Dixit Dominus (Haendel)

œuvre sacrée de Georg Friedrich Haendel

Le Dixit Dominus, HWV 232 est une œuvre sacrée de Georg Friedrich Haendel dont le texte est emprunté au psaume 110[2].

Dixit Dominus de Haendel
HWV 232
Image illustrative de l’article Dixit Dominus (Haendel)
Portrait du compositeur Georg Friedrich Haendel, jeune homme, à l'époque de la composition de l'oeuvre.

Genre Oratorio
Nb. de mouvements 9
Musique Georg Friedrich Haendel
Texte Psaume 110 (109)
Langue originale Latin
Effectif solistes, choeur à cinq voix, orchestre de quatre violons, deux altos et basse continue
Durée approximative 35 mn
Dates de composition avril 1707
Commanditaire Cardinal Carlo Colonna
Partition autographe Conservée à Münster
Publication 1867[1]
éditeur inconnu
Création 16 juillet 1707
Basilique Santa Maria in Montesanto, Rome

En 1706, Haendel entame un voyage de trois ans en Italie qui le conduira à Rome, Florence, Naples et Venise. C'est à Rome, en , qu'il achève la composition de son Dixit Dominus.

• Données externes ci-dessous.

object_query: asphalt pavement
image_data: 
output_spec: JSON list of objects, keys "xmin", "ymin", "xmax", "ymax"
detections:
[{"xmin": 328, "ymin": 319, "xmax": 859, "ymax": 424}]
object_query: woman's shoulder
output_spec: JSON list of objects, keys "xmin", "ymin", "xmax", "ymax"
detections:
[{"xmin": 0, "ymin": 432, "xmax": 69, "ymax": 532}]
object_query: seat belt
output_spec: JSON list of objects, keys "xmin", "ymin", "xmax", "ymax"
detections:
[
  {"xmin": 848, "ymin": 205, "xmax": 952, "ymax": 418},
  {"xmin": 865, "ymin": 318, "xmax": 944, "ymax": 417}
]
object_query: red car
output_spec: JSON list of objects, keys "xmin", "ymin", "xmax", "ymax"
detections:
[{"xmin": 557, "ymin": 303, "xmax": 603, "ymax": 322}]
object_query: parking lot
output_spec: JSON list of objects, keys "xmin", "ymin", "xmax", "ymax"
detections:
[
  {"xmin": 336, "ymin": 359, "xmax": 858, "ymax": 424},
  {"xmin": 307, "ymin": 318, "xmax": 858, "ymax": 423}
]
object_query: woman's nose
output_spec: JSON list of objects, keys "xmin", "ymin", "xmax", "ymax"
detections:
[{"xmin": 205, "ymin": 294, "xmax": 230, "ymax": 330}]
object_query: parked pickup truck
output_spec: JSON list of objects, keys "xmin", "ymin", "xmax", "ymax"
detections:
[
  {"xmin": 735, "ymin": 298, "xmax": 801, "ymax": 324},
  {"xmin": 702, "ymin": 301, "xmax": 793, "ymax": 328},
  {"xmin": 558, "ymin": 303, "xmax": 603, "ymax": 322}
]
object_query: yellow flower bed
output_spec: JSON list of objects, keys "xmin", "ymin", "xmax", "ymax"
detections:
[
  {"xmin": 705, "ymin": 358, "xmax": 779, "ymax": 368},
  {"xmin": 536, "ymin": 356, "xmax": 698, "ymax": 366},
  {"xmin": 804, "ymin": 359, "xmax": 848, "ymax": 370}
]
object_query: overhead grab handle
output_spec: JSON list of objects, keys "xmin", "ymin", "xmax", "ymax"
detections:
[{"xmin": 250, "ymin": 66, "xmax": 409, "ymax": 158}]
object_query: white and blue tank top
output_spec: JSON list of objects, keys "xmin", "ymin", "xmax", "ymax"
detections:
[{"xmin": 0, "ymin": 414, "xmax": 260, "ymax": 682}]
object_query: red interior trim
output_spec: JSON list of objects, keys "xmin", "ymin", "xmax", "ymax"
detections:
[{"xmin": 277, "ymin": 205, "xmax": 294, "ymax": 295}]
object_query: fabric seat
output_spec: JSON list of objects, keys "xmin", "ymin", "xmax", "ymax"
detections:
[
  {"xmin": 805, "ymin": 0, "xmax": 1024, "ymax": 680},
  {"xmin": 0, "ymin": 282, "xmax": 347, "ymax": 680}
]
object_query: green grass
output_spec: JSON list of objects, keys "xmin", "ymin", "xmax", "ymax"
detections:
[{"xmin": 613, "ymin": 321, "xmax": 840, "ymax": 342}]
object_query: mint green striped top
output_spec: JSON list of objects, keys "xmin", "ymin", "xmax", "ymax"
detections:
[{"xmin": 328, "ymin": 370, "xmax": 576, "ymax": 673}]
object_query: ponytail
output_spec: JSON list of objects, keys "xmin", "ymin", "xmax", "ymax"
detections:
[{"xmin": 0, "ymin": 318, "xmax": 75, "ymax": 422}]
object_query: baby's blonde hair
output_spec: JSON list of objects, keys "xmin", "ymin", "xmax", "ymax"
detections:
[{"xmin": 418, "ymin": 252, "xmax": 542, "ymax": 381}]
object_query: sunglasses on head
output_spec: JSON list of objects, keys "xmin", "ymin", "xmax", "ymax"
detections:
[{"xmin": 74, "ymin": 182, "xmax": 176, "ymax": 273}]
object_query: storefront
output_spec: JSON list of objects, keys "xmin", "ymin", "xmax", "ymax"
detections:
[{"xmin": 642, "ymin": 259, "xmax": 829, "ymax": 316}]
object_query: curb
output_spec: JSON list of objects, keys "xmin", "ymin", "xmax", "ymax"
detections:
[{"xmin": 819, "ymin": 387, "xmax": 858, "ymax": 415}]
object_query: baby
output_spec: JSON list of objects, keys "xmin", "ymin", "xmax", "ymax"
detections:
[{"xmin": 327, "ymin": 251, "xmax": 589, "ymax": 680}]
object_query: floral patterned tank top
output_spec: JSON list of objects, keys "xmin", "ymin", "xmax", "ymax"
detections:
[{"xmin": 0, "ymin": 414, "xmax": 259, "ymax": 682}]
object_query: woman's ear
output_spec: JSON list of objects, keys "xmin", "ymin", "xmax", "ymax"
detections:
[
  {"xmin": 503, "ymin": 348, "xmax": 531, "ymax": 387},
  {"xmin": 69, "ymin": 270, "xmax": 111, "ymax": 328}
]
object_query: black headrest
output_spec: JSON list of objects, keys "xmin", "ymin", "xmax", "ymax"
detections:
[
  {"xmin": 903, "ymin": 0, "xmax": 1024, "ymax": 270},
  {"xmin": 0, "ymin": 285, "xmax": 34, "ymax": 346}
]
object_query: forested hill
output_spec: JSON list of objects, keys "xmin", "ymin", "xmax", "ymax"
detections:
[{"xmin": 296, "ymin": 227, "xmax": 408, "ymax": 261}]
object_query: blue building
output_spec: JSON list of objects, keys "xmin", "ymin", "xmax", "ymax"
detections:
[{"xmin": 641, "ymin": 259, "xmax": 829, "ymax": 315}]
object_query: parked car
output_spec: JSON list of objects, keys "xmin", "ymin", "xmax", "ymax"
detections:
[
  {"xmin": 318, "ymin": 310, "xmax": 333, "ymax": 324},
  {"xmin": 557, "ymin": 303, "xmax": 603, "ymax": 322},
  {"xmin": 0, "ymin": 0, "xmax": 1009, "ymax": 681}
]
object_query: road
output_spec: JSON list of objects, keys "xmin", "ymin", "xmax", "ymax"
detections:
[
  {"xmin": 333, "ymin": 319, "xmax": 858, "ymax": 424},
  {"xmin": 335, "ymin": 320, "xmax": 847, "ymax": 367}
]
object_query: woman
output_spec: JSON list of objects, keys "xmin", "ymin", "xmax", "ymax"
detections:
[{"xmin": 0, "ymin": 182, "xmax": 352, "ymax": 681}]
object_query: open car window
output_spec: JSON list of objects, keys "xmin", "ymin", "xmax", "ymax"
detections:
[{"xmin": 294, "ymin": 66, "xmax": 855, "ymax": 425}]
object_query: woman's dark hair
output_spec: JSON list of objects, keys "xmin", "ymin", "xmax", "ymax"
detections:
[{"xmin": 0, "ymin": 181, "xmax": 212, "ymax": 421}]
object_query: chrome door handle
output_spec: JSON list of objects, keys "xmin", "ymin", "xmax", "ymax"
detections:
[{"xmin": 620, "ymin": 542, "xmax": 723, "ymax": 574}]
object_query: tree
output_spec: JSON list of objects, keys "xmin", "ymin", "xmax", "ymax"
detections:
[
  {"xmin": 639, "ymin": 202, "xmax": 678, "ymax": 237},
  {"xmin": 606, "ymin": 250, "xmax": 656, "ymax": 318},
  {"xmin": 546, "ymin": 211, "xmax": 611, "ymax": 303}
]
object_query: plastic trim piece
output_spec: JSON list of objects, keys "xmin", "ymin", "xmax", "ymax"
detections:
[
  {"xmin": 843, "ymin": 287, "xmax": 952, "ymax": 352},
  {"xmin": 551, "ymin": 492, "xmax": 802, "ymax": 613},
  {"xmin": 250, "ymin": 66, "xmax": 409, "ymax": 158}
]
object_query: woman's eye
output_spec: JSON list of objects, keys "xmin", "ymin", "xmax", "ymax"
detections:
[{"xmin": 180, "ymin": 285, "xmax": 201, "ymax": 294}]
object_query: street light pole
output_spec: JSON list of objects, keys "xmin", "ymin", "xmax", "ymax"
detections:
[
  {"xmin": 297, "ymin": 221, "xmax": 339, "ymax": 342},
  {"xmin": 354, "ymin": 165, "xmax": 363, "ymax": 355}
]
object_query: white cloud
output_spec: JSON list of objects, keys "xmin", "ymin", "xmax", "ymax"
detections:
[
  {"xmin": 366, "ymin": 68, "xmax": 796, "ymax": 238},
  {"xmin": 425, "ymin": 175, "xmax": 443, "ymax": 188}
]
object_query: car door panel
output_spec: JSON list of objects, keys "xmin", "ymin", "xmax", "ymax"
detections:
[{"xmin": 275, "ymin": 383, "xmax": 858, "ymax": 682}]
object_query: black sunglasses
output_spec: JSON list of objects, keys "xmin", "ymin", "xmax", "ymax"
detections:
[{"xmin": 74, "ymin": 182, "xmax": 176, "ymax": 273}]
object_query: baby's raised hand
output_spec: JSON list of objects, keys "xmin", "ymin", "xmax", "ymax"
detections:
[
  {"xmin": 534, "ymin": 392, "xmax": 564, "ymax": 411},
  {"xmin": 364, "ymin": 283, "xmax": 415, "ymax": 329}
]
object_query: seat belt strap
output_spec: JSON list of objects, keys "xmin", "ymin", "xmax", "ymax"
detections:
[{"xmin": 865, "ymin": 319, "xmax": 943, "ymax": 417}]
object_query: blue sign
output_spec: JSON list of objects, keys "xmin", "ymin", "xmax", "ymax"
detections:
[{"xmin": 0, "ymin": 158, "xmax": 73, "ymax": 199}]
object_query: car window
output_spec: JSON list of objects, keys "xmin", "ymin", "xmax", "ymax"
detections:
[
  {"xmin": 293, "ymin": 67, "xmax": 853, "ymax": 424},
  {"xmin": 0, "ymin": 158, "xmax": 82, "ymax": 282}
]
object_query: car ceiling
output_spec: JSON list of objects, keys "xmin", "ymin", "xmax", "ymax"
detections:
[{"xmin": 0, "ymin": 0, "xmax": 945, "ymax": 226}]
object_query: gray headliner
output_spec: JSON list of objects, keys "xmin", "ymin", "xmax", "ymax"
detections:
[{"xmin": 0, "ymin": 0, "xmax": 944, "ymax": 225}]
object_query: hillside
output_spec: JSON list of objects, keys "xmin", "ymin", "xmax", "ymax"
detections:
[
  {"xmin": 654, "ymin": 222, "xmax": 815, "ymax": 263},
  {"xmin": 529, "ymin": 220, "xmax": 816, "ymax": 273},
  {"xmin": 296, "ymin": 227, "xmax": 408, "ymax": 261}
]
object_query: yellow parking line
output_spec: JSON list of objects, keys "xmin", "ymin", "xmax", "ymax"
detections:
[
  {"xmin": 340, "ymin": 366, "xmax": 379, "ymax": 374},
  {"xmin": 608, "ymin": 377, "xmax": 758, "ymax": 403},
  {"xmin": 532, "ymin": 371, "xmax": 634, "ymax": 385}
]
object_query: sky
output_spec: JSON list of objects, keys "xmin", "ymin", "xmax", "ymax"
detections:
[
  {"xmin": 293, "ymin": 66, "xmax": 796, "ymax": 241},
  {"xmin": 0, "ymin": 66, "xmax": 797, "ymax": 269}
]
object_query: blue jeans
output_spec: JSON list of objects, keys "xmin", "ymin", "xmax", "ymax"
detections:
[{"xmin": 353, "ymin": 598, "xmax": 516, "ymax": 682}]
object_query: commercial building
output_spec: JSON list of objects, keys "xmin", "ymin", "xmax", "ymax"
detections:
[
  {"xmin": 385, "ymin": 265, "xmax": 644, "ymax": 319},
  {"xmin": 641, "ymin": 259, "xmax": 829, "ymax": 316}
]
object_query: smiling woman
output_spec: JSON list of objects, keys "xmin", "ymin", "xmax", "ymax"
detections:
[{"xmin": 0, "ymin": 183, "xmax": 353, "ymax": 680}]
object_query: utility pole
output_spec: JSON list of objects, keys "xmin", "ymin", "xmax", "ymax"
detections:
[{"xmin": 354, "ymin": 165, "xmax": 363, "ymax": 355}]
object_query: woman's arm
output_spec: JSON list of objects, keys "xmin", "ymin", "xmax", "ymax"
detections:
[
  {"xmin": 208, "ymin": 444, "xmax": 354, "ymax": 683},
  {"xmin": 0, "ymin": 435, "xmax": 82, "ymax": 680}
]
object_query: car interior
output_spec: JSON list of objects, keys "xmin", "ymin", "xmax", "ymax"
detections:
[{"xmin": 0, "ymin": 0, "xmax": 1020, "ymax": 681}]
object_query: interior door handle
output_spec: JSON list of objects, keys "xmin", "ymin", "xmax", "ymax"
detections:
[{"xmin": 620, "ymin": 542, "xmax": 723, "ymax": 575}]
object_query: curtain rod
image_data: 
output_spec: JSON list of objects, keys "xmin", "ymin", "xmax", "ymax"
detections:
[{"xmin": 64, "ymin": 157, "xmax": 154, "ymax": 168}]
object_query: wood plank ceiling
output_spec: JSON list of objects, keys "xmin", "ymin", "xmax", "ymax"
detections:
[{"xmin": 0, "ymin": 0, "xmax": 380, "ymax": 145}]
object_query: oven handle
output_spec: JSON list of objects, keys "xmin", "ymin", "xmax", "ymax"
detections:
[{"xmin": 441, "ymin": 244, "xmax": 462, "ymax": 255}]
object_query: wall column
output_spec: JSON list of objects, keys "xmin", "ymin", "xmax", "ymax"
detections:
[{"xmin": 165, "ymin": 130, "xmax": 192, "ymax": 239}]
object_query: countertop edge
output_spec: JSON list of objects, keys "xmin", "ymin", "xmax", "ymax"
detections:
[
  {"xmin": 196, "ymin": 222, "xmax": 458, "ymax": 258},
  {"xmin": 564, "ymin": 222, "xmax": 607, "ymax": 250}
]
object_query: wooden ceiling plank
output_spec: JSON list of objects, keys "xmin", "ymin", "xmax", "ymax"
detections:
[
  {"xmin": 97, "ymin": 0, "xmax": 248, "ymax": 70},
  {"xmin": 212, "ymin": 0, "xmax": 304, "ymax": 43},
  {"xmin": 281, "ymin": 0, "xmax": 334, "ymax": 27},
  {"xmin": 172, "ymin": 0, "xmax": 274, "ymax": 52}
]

Désirant probablement impressionner ses protecteurs et bienfaiteurs romains (dont plusieurs cardinaux) qui l'avaient accueilli malgré sa confession luthérienne, Haendel, alors âgé de 22 ans, compose une œuvre originale qui, tout en rappelant certaines compositions chorales de Vivaldi, lui permet de faire une entrée remarquée sur la scène musicale.

La structure de l'œuvre, qui alterne ou conjugue chœurs et arias pour solistes (2 sopranos, contre-ténor, 2 ténors, basse) afin de souligner le contenu émotionnel du psaume, en fait une sorte de cantate sacrée en huit parties.

L'exécution totale de l'œuvre dure environ trente-cinq minutes.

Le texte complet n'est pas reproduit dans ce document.